By Eugene Fram Free Digital Image
CEOs of for-profit and nonprofit organizations typically come and go. Some executives my be retained for an extended period and may be highly valued for their demonstrated skills and accomplishments. One CEO I know has reached a 30 year anniversary and is still innovating. Other CEOs, including organization founders, may remain on the job past the point of growth. The nonprofit environment can be a comfortable workplace—a board member I once interviewed remarked that his long-serving CEO had a great “deal.” He meant the nonprofit wasn’t even close to its potential I’ve even encountered CEOs who admit that they can run the organization on automatic, convinced that new challenges will be similar to those of the past.
Perceptions like these call for a board to engage in some form of succession planning to both prepare the organization for a time when the CEO must be replaced—and to periodically assess his/her performance in terms of position tenure. These discussions may be difficult, particularly when a long serving CEO is accorded a high level of deference for a number of overt or subtle reasons. Some of the issues involved:
- With the average board member having a median tenure of four to six years, board members can take on a short-term view of their relationship with the organization. Succession planning is not a high-priority topic unless it is forced on the agenda by termination or resignation.

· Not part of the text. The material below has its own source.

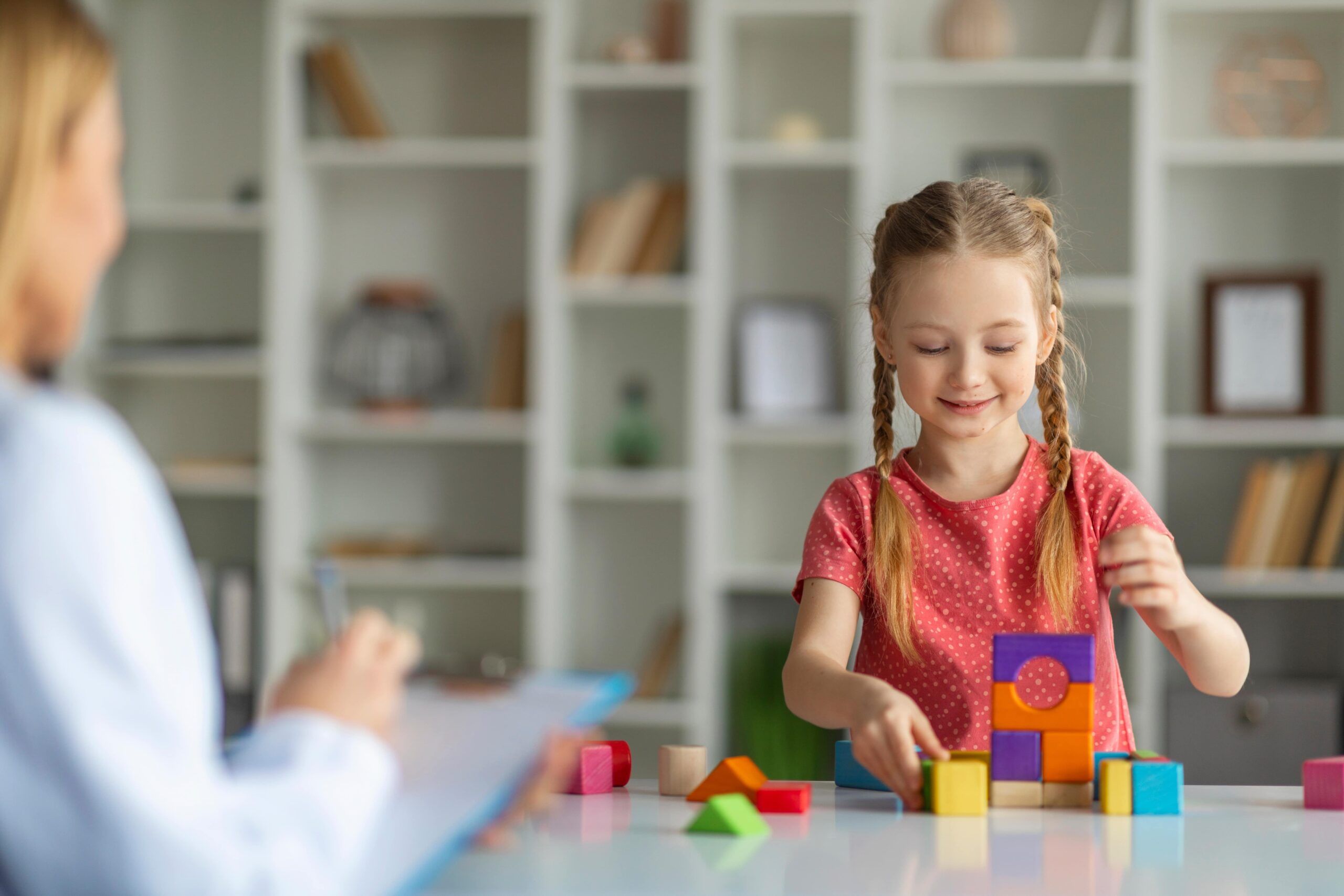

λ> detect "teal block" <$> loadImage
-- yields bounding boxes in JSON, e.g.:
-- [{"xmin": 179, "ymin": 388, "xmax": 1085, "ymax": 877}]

- Based on likable characteristics, some long-serving nonprofit CEOs may be simply “minding the store.” They are performing with little creativity but satisfying board members with a stable operation that meets financial standards. This includes low single digit growth levels with revenues meeting expenditures and perhaps a modest surplus.
- Often the CEO is the only one who has the organization’s “institutional memory” of past successes and failures that board members are hesitant to challenge.
- Even under egregious circumstances boards may be hesitant to remove a long serving CEO. In some unusual cases, boards themselves have had to be removed by the state attorney general when they have refused to terminate a CEO with an overt fraud record.
Elements of Succession Planning That Can Address Challenges.
Interim Succession of the CEO
Every nonprofit board needs to have this plan in position in the event that the CEO is incapacitated for a long period or has given short notice to take another position. The discussion usually has to first center around whether or not a current staff person can be appointed to the ED position, full or interim time, or an outside interim person(s) needs to be identified to assume the position.
Every nonprofit board has an overview responsibility to be able to identify promotable senior talent in the organization. As part of this responsibility, the board has to become aware of the strengths and weakness of those who can be promoted to senior management positions.
Annually the CEO needs to be asked to outline the his/h plans to creatively approach continuing challenges and/or experimentally address new ones. In addition, both the board members and CEO need to have a discussion on the skills or abilities the CEO should have three to five years from now. This places the board in a better position to recruit a new CEO if the current one resigns. It also allows the CEO to think about opportunities for his/h own growth opportunities.